グループ経営方針(飯田グループホールディングス)
- 住宅分譲業界の健全な発展およびイメージ向上を目指し、住宅分譲市場の拡大・成長に寄与する。
- 常に新時代を切り拓く市場創造のトップ集団であり、社会から信頼・尊敬される企業集団となる。
- 時代の変革をいち早く読み、素早く対応できる企業集団となる。
- グループ企業の強みやノウハウを活かして、業務の効率化と、新しい価値の創造を追求する。

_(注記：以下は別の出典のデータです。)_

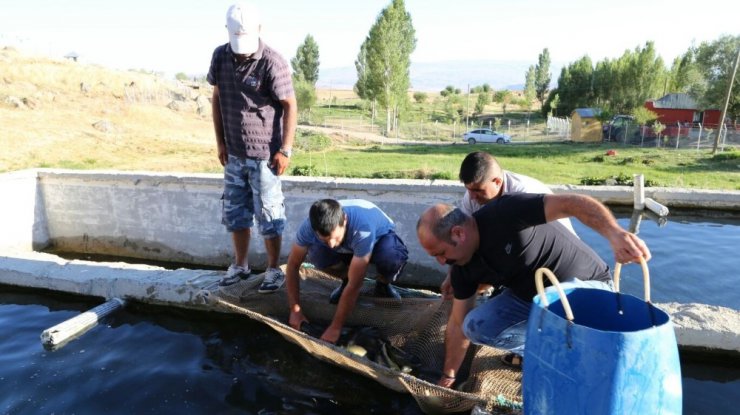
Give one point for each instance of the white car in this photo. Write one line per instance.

- 法令を遵守するとともに社会正義・社会規範を尊重し、公正な企業活動を展開する。
- 社員が挑戦でき、働き甲斐のある、生き生きとした魅力的な職場にする。
- グループ企業は、お互いよきライバルとして、グループ企業の自主性を尊重するとともに、グループ全体の成長・拡大を図る。

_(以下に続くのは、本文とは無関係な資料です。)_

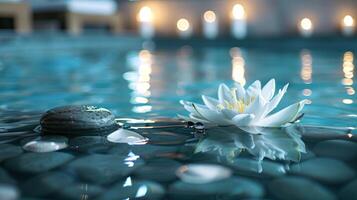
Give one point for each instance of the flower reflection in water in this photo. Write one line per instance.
(273, 143)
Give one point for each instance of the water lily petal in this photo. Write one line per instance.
(269, 90)
(210, 102)
(224, 94)
(229, 114)
(276, 100)
(282, 117)
(253, 90)
(257, 107)
(240, 91)
(126, 136)
(243, 119)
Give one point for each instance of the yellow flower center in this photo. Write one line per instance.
(238, 105)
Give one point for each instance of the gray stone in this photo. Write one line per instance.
(298, 188)
(349, 191)
(78, 120)
(103, 169)
(231, 188)
(339, 149)
(37, 162)
(327, 170)
(8, 151)
(129, 189)
(45, 184)
(160, 170)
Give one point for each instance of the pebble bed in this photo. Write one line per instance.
(175, 163)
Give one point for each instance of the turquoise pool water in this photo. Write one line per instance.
(147, 84)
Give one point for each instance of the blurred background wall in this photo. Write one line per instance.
(265, 17)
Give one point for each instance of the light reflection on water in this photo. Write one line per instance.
(151, 83)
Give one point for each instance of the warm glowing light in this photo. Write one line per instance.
(306, 67)
(307, 92)
(145, 14)
(238, 64)
(183, 24)
(348, 20)
(347, 101)
(209, 16)
(306, 24)
(348, 72)
(238, 11)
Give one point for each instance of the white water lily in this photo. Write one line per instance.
(245, 107)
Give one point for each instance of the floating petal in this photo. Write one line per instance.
(203, 173)
(126, 136)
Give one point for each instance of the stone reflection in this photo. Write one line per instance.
(139, 80)
(232, 142)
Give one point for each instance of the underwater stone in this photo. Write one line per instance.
(203, 173)
(326, 170)
(103, 169)
(339, 149)
(261, 169)
(45, 143)
(8, 192)
(8, 151)
(78, 120)
(131, 189)
(231, 188)
(349, 192)
(92, 144)
(298, 188)
(148, 151)
(45, 184)
(5, 177)
(37, 162)
(160, 170)
(78, 191)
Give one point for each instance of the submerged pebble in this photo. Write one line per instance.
(326, 170)
(46, 144)
(349, 191)
(8, 151)
(265, 168)
(298, 188)
(8, 192)
(231, 188)
(160, 170)
(339, 149)
(104, 169)
(202, 173)
(79, 191)
(131, 189)
(78, 120)
(46, 183)
(37, 162)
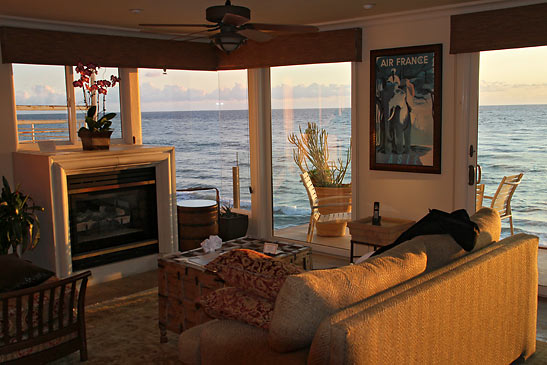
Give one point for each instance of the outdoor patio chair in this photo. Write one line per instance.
(316, 203)
(501, 201)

- グループ企業は、万全な危機管理体制を構築し、どのような事態においても迅速・誠実に対応する。
図1 西河洋一の会社の経営方針
【講師のコメント】
ホームページを活用し、PR
小平和一朗講師
塾生の多くが、新入社員の採用で困っている。社員が増えなくては会社が大きくなれない。仕事はあるが、しかし、社員が入ってくれないという悩みを抱える。
社長から、会社の方針を明らかにし「この会社で働きたい」といわせる会社にすべきだと指導している。実際には、いい会社なのだから、表に向かって、その良さを発信しなければならない。ブランドを構築することの目的とその効果を塾では指導している。

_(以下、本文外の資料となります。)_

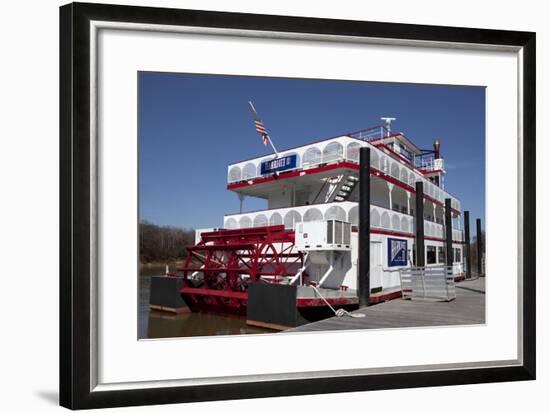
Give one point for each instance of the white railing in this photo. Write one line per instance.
(339, 149)
(289, 217)
(386, 219)
(428, 283)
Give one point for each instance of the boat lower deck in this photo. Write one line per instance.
(467, 308)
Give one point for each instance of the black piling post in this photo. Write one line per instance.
(468, 254)
(363, 274)
(419, 220)
(479, 247)
(448, 233)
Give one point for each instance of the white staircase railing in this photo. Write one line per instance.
(433, 283)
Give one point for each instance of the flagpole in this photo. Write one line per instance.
(268, 137)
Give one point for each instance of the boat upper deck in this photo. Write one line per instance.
(404, 164)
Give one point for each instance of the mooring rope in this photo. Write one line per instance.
(340, 312)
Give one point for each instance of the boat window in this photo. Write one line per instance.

まず求人広告の前に会社の顔となるホームページの整備が必要である。多くの会社が、会社のコンセプトに基づいて、戦略的に構築されていない。それを、体系的、階層的に構築する。
企業理念を書く。無い場合には早急に作る。そして、我が社が、何を目指しているか、何をしている会社か、社会的な関わり合い等の社長メッセージを書くとよい。その作成にあたっては、エンジニアリング・ブランディングを意識して取り組んで欲しい。
「働きたくなるような会社にしよう」と語る小平講師
グローバルな視点からの経営を
淺野昌宏講師
ここのところ、英国のEU離脱、欧州での極右政党の台頭、アメリカ・ファーストのトランプ大統領の出現など、反グローバリズムともいえる流れが出てきて、移民排斥や、国と国・国と地域の間にバリヤーを作る動きも目立つようになってきています。しかし、太古の昔から、地域を越えた交易を通じて人類が発展してきた事実に変わりはありません。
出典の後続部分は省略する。